The Open Group rolls-out ‘Mercury’ OSDU edition

Open Subsurface Data Universe Mercury/R3 launch. OSDU to replace BP’s ‘deep but siloed’ technologies. Massive data migration effort needed. ProSource, R5000/OpenWorks, OSIsoftPI, IHS ‘now all legacy!’

Speaking at the launch of The Open Group’ launch of the OSDU ‘Mercury’ edition (see also our last issue), Phillip Jong (OSDU & Shell) traced the evolution of OSDU from 2018, when Shell seeded the initiative with its in-house developed subsurface data universe (SDU). In 2019, Schlumberger threw OpenDES, an open source edition of its Delfi data infrastructure, into the mix. In the same year, cloud-based editions of the platform were announced for Azure, AWS, GCP and IBM. Since OSDU kicked-off, some 200 ‘active’ software developers have spent a million plus minutes on Webex and technical subcommittees. The Open Group has contributed branding, support, recruiting and marketing, ‘all during COVID’.

James Moran from BP’s ‘Dataworx’ unit placed OSDU in the context of BP’s 40-year journey across different IT systems and ‘deep but somewhat siloed’ technologies. The last five years have seen a shift away from BP data centers with a move to ‘cloud first’ deployment. With OSDU, BP hopes to reduce deployment costs. BP has ‘10 to 30’ people working on its Azure system of record effort and the intent is to leverage OSDU here alongside a ‘twin cloud’ AWS component. OSDU is also germane to the ‘new BP’ and its vaunted transformation to net zero ‘by 2050 or sooner’. A mooted OSDU ‘R3++’ will embrace new energy, digital twin and emissions.

Shell’s Johan Krebbers presented the Mercury release, now supported in the AWS, Azure, Google and IBM clouds. OSDU R3 is secure and extensible, providing microservices for authentication and authorization – ‘who gets access to what’. Web domain APIs expose well data and seismics, Bluware’s OpenVDS is a core component. OSDU supports both platform as a service and software as a service deployment to suit large and small operators. The code is ‘all open source on Gitlab’.

Mercury includes orchestration and workflow services to ingest data, extract metadata and tagging according to company policy and data residency requirements. Some 100 data types are ready to roll. Data ingestion implies a major data migration project for operators, moving data from the deep legacy silos through Apache AirFlow and DAG. Also new in R3 are Domain Data management services (DDMS), a means of adding new data sources via a schema service API. Support for Schlumberger’s OpenZGY compressed seismic data format was also announced.

One of Krebbers’ slides showed a range of data sources (ProSource, R5000/OpenWorks, OSIsoftPI, IHS …) and an ingestion pipeline. We asked if the intent was for a big, one-off data migration from these major industry data sources that would then be retired? Krebbers replied ‘These are now legacy. All OSDU data sits on top of cloud services. Migration from Prosource is envisaged, OpenWorks is a very different story*. Ideally, this would be a onetime migration to an OSDU SOR in the cloud. But this will take time, and will likely involve a hybrid environment’. The ‘daunting’ migration problem ‘will be solved by the power of the Forum, which will provide these services’.

Krebbers then fleshed out the OSDU roadmap for the next couple of years. An R3+ release sees the universe expanding into drilling and production.

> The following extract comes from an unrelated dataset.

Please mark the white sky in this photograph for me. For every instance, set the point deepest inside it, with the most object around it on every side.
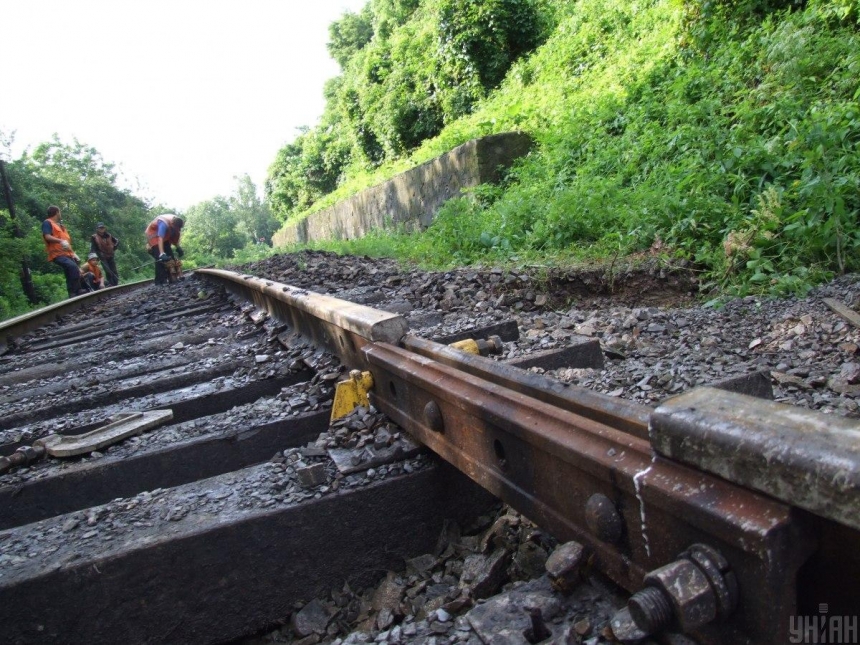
(182, 95)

R3++ (planned for 2022) covers further expansion to real time data across Solar, Windfarms, Hydrogen, CCUS and Geothermal domains in what will become the ‘Open Energy Platform’ (you read it here Oil IT Journal first!). OSDU is also to collaborate, notably with the IOGP on engineering digital twins. OSDU is also to be an ‘optimized data platform for AI work*’.

The R3 ‘operational’ release of OSDU has sparked off a host of offerings centered on the open platform. Many application vendors presented briefly during the launch event. Others participated in cloud vendors OSDU platforms – Amazon and IBM. There are enough vendor announcements to fill a whole issue of Oil IT Journal so we will be brief. Twenty plus partners and customers participated in the launch of Amazon’s OSDU platform in a Harts Energy webinar. IBM has also launched an OSDU platform leveraging its Cloud Pack for Data Industries and Red Hat’s Open Shift containers . Microsoft’s OSDU offerings transit through partners, Schlumberger and, as we announced in our last issue, Cognite. At a Reuters event, Schlumberger explained however that alongside its Microsoft Azure preference ‘for public cloud work’, it was collaborating with IBM/RedHat ‘for private clouds’.

* But see the recent LinkedIn post announcing DecisionSpace365 as running on OSDU.

** However not all Shell’s AI enthusiasts have opted for the OSDU route. See the article on the Shell. BakerHughes/C3 OpenAI initiative elsewhere in this issue.